At a May 8 Scottsdale Housing Agency Governing Board meeting, staff presented up-to-date Housing Choice Voucher data showing rising per-unit costs, increased budget utilization, a draw on HUD-held reserves and demographic trends affecting program costs.

Mary, a housing agency staff member, presented the Scottsdale Housing Agency's Housing Choice Voucher (HCV) data to the Governing Board on May 8, outlining participant demographics, per-unit costs, HUD-held reserve levels and payment-standard practices.

The presentation showed that 64% of current HCV participants identify as Caucasian and the largest age group is 50–64. Mary said that at admission 51% of participants were recorded as disabled, 36% as elderly and 16% as homeless, noting individuals can fall into more than one category. She told the board, “As of December of 2023, we had $1,100,000 in our HUD held reserves.”

Mary walked the board through the HCV dashboard and explained the program’s scale: staff reported 535 families leased at the time the slide was made and later noted 549 families leased to date. She said the agency is using about 11% of its budgetary authority and that “the budget utilization is going up” as rents rise. The agency’s average per-unit HAP (housing assistance payment) was reported as $1,281 currently, with a projection to $1,350 by the end of 2025 if rents continue to increase.

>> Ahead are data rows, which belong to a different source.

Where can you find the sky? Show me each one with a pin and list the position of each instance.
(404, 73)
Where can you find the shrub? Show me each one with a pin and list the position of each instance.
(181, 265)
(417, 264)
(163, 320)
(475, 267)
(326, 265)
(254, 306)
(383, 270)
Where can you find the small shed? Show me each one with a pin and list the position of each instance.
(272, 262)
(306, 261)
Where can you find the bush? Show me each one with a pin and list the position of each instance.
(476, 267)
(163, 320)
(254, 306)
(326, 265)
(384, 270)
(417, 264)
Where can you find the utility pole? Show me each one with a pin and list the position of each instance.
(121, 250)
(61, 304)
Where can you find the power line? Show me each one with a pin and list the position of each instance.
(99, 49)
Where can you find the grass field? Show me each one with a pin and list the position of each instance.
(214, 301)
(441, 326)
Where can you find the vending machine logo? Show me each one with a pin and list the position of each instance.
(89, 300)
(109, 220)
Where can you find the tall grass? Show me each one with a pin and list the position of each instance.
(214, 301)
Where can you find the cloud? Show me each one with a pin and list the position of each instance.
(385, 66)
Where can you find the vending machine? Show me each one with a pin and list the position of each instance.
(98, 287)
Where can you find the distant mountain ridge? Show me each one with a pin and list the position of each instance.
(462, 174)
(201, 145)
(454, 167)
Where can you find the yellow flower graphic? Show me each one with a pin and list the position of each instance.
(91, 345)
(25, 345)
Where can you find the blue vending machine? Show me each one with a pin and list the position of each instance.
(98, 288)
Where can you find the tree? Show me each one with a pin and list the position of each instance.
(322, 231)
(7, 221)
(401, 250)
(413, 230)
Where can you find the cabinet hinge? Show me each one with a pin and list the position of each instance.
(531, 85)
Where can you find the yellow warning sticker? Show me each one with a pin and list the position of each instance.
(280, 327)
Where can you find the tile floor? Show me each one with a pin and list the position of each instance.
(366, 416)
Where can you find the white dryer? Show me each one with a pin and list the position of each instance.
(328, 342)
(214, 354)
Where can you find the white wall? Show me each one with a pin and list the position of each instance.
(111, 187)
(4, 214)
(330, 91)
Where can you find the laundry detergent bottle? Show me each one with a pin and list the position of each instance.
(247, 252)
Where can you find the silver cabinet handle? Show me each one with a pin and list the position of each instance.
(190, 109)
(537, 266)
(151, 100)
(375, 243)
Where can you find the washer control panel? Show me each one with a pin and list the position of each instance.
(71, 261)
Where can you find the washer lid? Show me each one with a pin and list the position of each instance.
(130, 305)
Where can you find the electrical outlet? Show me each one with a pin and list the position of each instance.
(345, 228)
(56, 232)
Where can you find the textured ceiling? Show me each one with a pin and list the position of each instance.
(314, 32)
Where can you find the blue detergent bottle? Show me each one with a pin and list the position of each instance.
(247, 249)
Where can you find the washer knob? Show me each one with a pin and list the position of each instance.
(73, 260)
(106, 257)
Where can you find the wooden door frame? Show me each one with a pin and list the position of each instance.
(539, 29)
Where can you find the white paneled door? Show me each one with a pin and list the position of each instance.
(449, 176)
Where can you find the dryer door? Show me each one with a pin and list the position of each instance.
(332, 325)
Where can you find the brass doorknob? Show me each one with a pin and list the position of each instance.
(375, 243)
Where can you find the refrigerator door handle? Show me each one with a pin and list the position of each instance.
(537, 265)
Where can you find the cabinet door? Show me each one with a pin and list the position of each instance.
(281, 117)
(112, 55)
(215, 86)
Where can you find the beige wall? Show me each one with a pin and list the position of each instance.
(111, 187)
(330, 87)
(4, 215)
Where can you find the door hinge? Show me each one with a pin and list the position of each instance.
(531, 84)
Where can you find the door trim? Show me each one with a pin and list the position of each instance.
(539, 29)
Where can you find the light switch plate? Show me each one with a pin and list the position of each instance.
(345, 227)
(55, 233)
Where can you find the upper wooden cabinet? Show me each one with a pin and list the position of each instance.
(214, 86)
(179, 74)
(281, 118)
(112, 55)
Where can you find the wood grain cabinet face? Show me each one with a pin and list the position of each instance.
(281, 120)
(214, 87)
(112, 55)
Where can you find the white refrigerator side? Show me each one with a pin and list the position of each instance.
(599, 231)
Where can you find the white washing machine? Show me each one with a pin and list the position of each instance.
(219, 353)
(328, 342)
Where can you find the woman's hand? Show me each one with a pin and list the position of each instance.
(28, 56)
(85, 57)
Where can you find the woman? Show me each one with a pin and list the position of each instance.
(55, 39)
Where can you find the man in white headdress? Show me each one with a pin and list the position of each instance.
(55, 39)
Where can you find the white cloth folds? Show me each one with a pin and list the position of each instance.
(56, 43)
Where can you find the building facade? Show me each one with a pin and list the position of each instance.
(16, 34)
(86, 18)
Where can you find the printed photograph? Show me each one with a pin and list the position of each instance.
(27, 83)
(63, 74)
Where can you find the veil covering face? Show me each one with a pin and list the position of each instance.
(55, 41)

On payment standards and HUD rules, Mary summarized HUD guidance and local practice: housing agencies may set payment standards between 90% and 110% of HUD fair market rents; the Scottsdale agency’s average payment standard in the dashboard data (February 2023 figures) was roughly 7% above fair market rent. She also explained administrative-fee rates for 2025, saying the agency’s primary administrative rate was $96.62 per unit leased and describing how a stepped fee structure would apply if unit-months leased exceeded a set threshold.

Commissioners asked clarifying questions about the dashboard’s comparability across markets and voucher sizes driving costs. Commissioner Cooley asked whether the dashboard allows market-to-market comparisons; Mary replied, “You can compare us to any other city.” Commissioner Jamieson asked about 1-bedroom versus 2-bedroom cost drivers and whether Small Area Fair Market Rents (SAFMR) affected reported costs; Mary said the data reflected current leased individuals and that the slide used 02/2024 data so some local SAFMR impacts were not reflected on that particular slide.

No policy changes or votes on program rules were taken at the meeting; the item was informational. The board approved the previous meeting minutes earlier in the session by roll-call vote.